S-component of the sporadic radio emission of Jupiter decameter emission (DAM) is an extraordinary astrophysical phenomenon which is formed as the result of a unique interaction between the Jupiter and its Io satellite and this phenomenon is characterized by an unusual complexity of the frequency-temporal structure on the dynamic spectra. The Jovian S-burst emission appears during the decameter radio storms which can be predicted on the basis of the analysis of the geometric configuration between the Earth, the Jupiter and Io. Monitoring of the Io-dependent DAM emission revealed the characteristic Jupiter emission zones known as Io-A, Io-B, Io- C, and Io-D. It should be noted that despite of more than 50 years of extensive exploration of the Jovian DAM radiation the physical nature of this phenomenon remains insufficiently clear.
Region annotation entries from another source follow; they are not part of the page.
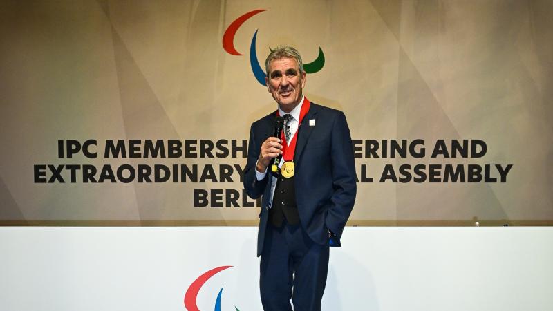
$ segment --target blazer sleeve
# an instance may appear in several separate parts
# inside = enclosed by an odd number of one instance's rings
[[[255,175],[257,159],[259,158],[260,148],[261,142],[256,140],[254,133],[254,124],[252,124],[250,129],[250,141],[247,147],[247,162],[246,167],[244,169],[244,189],[247,196],[252,199],[256,199],[263,194],[265,187],[268,180],[268,173],[265,174],[265,178],[258,180]]]
[[[355,162],[351,135],[346,115],[339,111],[331,133],[332,188],[330,207],[326,216],[326,226],[339,239],[353,209],[357,193]]]

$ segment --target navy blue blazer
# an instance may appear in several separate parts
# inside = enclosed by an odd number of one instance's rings
[[[273,112],[252,124],[244,169],[244,189],[247,195],[253,199],[263,196],[258,256],[263,251],[269,217],[272,173],[268,170],[265,178],[257,180],[255,171],[261,144],[273,134],[275,115]],[[312,120],[315,126],[310,126]],[[297,135],[294,179],[300,223],[315,243],[328,244],[330,229],[336,235],[335,246],[340,246],[357,189],[353,148],[346,116],[340,111],[312,102]]]

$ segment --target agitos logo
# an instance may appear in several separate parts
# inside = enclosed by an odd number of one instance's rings
[[[198,308],[198,304],[196,302],[200,289],[202,288],[202,286],[203,286],[205,282],[212,276],[229,267],[232,267],[232,266],[223,265],[217,267],[198,276],[198,279],[190,284],[190,286],[188,287],[188,290],[186,290],[186,294],[185,294],[185,308],[186,308],[186,310],[188,311],[200,311],[200,309]],[[221,298],[223,295],[223,288],[221,288],[219,294],[215,299],[215,311],[221,311]],[[240,311],[236,306],[234,306],[234,308],[236,311]]]
[[[227,53],[232,55],[242,55],[242,54],[238,53],[236,48],[234,48],[234,35],[236,35],[240,26],[248,19],[258,13],[266,10],[255,10],[252,12],[248,12],[231,23],[227,30],[225,30],[225,34],[223,35],[223,48]],[[252,44],[250,45],[250,65],[252,67],[252,71],[254,73],[254,76],[257,79],[257,82],[265,86],[265,77],[267,75],[257,61],[257,53],[255,48],[258,30],[259,29],[255,30],[254,37],[252,37]],[[303,70],[305,70],[306,73],[315,73],[322,69],[324,66],[324,54],[323,54],[323,50],[319,46],[319,56],[317,56],[317,59],[313,62],[309,64],[303,64]]]

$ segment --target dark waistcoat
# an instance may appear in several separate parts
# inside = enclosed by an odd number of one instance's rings
[[[283,221],[292,225],[299,225],[299,214],[296,205],[294,177],[285,178],[279,175],[272,206],[269,209],[269,222],[276,227],[282,226]]]

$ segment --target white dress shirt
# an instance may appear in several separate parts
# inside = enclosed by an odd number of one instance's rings
[[[292,140],[294,138],[294,136],[296,135],[296,132],[298,131],[298,127],[299,126],[299,113],[301,111],[301,106],[303,105],[303,100],[304,100],[304,96],[302,95],[301,100],[299,102],[299,104],[296,106],[296,107],[294,108],[293,109],[292,109],[292,111],[290,111],[290,114],[292,115],[292,120],[288,123],[288,127],[290,128],[290,133],[292,134],[292,136],[290,136],[290,141],[292,141]],[[282,111],[282,109],[281,109],[280,106],[279,106],[279,113],[280,113],[281,117],[286,114],[286,113],[285,113],[284,111]],[[282,142],[283,143],[284,142]],[[259,159],[257,160],[259,161]],[[257,164],[256,164],[256,169],[255,169],[256,178],[257,178],[258,180],[261,180],[265,178],[265,175],[267,175],[267,168],[266,167],[265,168],[264,172],[259,173],[257,171]]]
On the other hand, many problems in the theory of the Jovian decameter emission have been successfully investigated and solved [Litvinenko et al., 2004; Zaitsev et al., 2006; Ladreiter et al., 1995; Shaposhnikov et al., 1997, 2011]. Nevertheless, there is reason to believe that not all issues concerning the physical nature of this unique phenomenon have been definitively resolved. One of the perspective approaches for finding new results is experimental investigation at a higher quality and quantity level followed by a detailed data analysis using both well known and modern mathematical methods. Development of the receiving equipment (improvement of the following characteristics: the temporal-frequency resolution, sensitivity, signal-to-noise ratio, etc.) allows to analyze the specific Sburst features from the microscopic to macroscopic scale [Litvinenko et al., 2009]. With this aim several observational campaigns were performed in November 2009 using the UTR-2 radio telescope (Kharkov, Ukraine) and effective registration systems possessing high frequency and temporal resolutions (antenna effective area is close to 100,000 m2, the frequency resolution is 4 kHz, the temporal resolution is 0.25 ms, the dynamic range is 70 dB) [Konovalenko et al., 2001]. The main goal of these campaigns was an experimental investigation of the Jovian decameter radio emission with an attempt to find out and analyse the phenomena which can be detected using the above mentioned equipment.